What is appropriate? Simply stated, it is whatever adjusts to the use of your home and your family's needs. There are many variables to consider.
How large your home is, the number and size of the rooms, the number of levels you live in are all general configuration concerns. If a qualified HVAC company has installed your heating and cooling system, it is most likely configured with all these considerations in mind. Your home might also have multiple zones defined to the system, so energy is not consumed by conditioning unoccupied areas. Each zone would be thermostatically controlled.
What is your family size and composition, when are they in the home, and where are they in the home? Think about how your family has changed. If you and your spouse are "empty nesters," some parts of your home may get infrequent use. Controlling the waste of energy in those areas might be possible simply by changing the thermostat.

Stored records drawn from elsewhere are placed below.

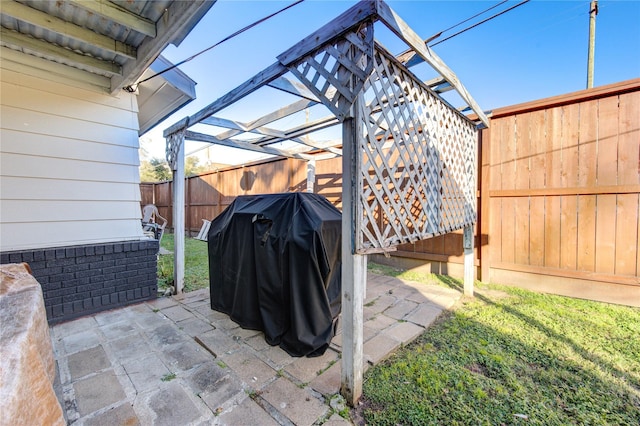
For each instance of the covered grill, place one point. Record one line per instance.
(275, 266)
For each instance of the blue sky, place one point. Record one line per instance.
(534, 51)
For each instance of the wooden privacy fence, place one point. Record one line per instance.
(559, 197)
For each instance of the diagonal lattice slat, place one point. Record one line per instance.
(418, 161)
(336, 72)
(174, 142)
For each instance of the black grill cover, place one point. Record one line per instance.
(275, 266)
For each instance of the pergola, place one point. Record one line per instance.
(409, 161)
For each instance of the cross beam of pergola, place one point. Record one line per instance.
(409, 160)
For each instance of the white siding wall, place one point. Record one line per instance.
(68, 162)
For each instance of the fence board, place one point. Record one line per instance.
(538, 149)
(626, 238)
(607, 167)
(537, 232)
(569, 231)
(605, 234)
(629, 139)
(521, 227)
(586, 232)
(570, 135)
(587, 143)
(552, 232)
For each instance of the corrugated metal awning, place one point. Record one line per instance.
(118, 40)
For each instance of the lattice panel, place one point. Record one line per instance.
(174, 141)
(418, 161)
(336, 72)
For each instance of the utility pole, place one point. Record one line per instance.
(593, 11)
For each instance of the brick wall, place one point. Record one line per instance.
(81, 280)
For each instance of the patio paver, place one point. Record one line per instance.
(175, 361)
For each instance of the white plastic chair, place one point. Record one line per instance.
(150, 225)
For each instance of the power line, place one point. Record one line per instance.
(229, 37)
(481, 22)
(467, 20)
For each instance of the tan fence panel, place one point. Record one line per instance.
(563, 187)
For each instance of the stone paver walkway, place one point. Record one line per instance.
(174, 361)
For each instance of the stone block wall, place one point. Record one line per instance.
(82, 280)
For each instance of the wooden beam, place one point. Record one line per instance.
(355, 15)
(178, 221)
(293, 87)
(201, 137)
(24, 43)
(119, 15)
(68, 29)
(254, 83)
(285, 111)
(178, 16)
(402, 30)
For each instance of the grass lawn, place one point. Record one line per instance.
(196, 271)
(508, 356)
(511, 356)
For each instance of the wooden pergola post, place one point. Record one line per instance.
(354, 266)
(175, 157)
(311, 175)
(468, 260)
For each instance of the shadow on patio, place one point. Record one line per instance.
(175, 361)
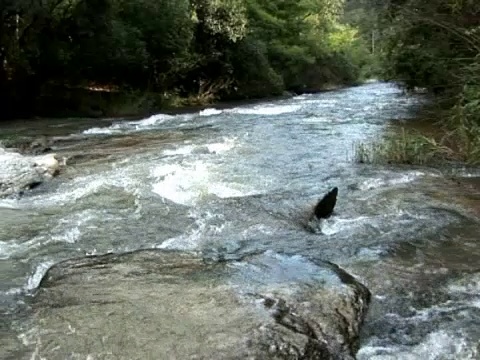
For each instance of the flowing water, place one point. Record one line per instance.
(243, 180)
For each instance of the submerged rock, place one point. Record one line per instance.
(173, 305)
(21, 173)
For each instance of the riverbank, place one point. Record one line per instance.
(133, 105)
(432, 137)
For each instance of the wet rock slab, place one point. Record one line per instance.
(172, 305)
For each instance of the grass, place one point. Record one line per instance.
(406, 147)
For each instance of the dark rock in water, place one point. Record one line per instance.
(174, 305)
(325, 206)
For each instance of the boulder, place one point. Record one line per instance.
(21, 172)
(172, 305)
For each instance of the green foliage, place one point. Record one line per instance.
(433, 45)
(200, 50)
(406, 147)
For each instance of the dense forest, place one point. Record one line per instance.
(144, 54)
(432, 45)
(117, 57)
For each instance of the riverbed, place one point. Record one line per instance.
(239, 181)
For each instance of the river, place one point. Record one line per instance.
(237, 181)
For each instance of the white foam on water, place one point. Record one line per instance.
(37, 276)
(188, 183)
(335, 225)
(213, 148)
(8, 248)
(182, 150)
(437, 345)
(10, 204)
(266, 110)
(397, 180)
(192, 240)
(129, 125)
(219, 147)
(210, 112)
(101, 131)
(67, 230)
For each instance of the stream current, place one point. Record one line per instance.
(243, 180)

Conversely, separate or activity-specific rooms that are not included in your central heating system may need a separate plan. Such rooms are sometimes served by space heaters or isolated baseboard heaters, which are often electric. Think about the days and times these are in use, and swap out manual controls for something that meets these needs.
You need to understand your heating and cooling system's attributes when looking for a thermostat to replace the current one. Determine what type of heat you have. Is yours an oil-fired furnace or boiler, or natural gas? Do you have a single- or multi-stage unit? Perhaps your system employs a heat pump. Does one system heat the home as well as cool it? Some information is available right on the equipment, and you may have some documentation that will help. You may have to contact your heating system maintenance company to find out what you need to know.
Some thermostats will only control heating, while others can regulate the cooling system as well. Electric heat generally needs a separate thermostat, but these also offer programming functionality.
The options are almost overwhelming, ranging from the very simple to the sublime. The first level of separation is that of programmable units and non-programmable ones. The latter is self-explanatory.
Programmable units are further divided by the number of days that can be controlled separately. A one-week programmable unit (approximate cost $20 - $25) will give you the same temperature settings every day of the week. At the other end of the option scale, a seven-day programmable unit allows you to set temperature changes for different time periods on each day of the week. And 5-2-day and 5-1-1-day units allow separate weekend and weekday temperature changes.
It should not surprise you to learn that high-end thermostats can also be accessed via computers and smart phones. For about $150, a Wi-Fi-capable unit, connected to the system via wires, is available to you remotely, almost wherever you are. High-end units also include features such as automatic changes from heating to cooling, adaptation for vacation time, warnings when the system filter needs changing and more. These units also tend to be compatible with heating and cooling systems as well as heat pumps. Some, but not all, are compatible with electric baseboard.
The good news is that you should not have to call a service man to install one of these units, even if its functionality is complex. Manufacturers such as Honeywell maintain that most of their units can be installed in 15 minutes.